Without this new URL scheme, using Thumbor would require always going through Mediawiki (like in my patch here), just to calculate the original/thumbnail size ratio, which is very wasteful.

Event Timeline

Gilles claimed this task.
Gilles raised the priority of this task from to Medium.
Gilles updated the task description. (Show Details)
Gilles added subscribers: Gilles, Bawolff.

I've just realized that this will require having a tracking mechanism to purge articles when thumbnails they contain get purged themselves. Otherwise article caching would result in articles pointing to stale thumbnails for up to 30 days if the file is updated or deleted. That's not a new idea, maybe there's already a task for this?

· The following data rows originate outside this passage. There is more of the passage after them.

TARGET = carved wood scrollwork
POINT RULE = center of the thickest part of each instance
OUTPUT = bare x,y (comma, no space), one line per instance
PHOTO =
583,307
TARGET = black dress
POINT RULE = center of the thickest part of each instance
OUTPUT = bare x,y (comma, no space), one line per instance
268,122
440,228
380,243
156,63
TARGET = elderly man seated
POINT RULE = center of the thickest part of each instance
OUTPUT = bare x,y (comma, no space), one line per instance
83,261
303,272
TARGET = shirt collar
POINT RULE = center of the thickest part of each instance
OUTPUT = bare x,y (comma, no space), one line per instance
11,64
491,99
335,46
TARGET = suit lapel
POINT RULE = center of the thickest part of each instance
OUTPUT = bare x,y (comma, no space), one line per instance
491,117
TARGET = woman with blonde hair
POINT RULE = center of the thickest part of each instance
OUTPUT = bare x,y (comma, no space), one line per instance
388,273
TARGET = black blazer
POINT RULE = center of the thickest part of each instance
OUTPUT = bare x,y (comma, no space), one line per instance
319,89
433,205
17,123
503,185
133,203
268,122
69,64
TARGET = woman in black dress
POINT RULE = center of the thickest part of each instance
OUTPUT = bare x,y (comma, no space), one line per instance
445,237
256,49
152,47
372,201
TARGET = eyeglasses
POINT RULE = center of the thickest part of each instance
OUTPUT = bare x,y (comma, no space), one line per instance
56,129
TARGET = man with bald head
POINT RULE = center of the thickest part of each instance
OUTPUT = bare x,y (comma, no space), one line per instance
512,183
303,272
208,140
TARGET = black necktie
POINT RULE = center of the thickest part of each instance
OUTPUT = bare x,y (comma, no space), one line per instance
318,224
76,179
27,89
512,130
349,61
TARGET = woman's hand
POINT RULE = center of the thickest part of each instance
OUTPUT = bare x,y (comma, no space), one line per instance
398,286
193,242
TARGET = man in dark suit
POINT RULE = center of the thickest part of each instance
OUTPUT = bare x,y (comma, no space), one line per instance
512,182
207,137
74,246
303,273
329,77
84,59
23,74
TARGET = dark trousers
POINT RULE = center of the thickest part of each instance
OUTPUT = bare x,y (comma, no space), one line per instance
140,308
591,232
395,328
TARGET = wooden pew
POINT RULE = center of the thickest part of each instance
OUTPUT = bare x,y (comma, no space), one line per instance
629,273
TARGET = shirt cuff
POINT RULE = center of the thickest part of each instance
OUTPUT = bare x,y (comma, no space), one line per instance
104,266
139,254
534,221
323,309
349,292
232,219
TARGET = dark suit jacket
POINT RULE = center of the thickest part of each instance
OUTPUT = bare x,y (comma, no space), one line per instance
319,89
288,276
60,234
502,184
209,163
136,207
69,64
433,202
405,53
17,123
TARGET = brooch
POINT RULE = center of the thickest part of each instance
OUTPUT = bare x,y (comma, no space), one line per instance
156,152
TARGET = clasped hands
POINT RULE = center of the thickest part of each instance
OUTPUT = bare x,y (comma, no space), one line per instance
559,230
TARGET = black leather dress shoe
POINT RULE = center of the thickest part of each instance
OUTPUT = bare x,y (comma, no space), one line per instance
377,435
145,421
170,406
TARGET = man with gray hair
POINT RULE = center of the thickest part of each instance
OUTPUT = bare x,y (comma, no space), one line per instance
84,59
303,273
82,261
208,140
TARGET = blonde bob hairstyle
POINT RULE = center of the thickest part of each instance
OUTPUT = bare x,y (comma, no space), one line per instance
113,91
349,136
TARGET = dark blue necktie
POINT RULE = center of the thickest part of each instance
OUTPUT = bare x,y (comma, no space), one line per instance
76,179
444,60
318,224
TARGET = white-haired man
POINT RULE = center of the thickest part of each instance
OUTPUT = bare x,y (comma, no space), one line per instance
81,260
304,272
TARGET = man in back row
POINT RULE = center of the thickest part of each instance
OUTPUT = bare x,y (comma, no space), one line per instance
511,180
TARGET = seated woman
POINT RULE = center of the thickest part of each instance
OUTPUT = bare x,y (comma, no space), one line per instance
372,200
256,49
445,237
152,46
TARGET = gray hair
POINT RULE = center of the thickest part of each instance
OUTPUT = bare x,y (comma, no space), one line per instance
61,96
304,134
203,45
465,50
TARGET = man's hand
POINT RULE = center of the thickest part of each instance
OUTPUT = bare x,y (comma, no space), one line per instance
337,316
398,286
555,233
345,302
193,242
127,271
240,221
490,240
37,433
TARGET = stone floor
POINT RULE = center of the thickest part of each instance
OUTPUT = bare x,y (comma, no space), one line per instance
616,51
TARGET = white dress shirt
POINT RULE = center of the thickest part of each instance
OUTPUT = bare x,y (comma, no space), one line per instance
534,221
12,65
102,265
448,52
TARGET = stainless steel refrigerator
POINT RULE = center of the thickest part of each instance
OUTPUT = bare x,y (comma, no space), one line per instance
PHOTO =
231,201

Come to think of it, it could be a great opportunity to comply with http://iiif.io/, making ourselves compatible with a growing corpus of open source image viewing tools. I'd have to think about the performance implications of allowing people to request tiles, though, as they're more likely to be infrequently accessed than the thumbnails themselves.

First I'll check if thumbor does have all the features IIIF needs. Fundamentally thumbor's URL scheme is different than IIIF's, but if all the features are there, it's just a matter of URL rewrites.

iiif.io seems nice! re: the original url scheme I'm not sure about mime type in url, what was the rationale?

After re-reading the IIIF spec, it seems way too large a standard to support. It requires supporting many formats and filters that thumbor doesn't. I'm not sure that there would be much value in supporting a small subset of IIIF

As for what I wrote in the description, now that I've been playing with thumbor on vagrant more, I can see that there's a less invasive alternative approach of exposing the extra information we need in the existing thumb URL scheme, starting with the sha1. I'm closing this task, and I'll create more targeted ones.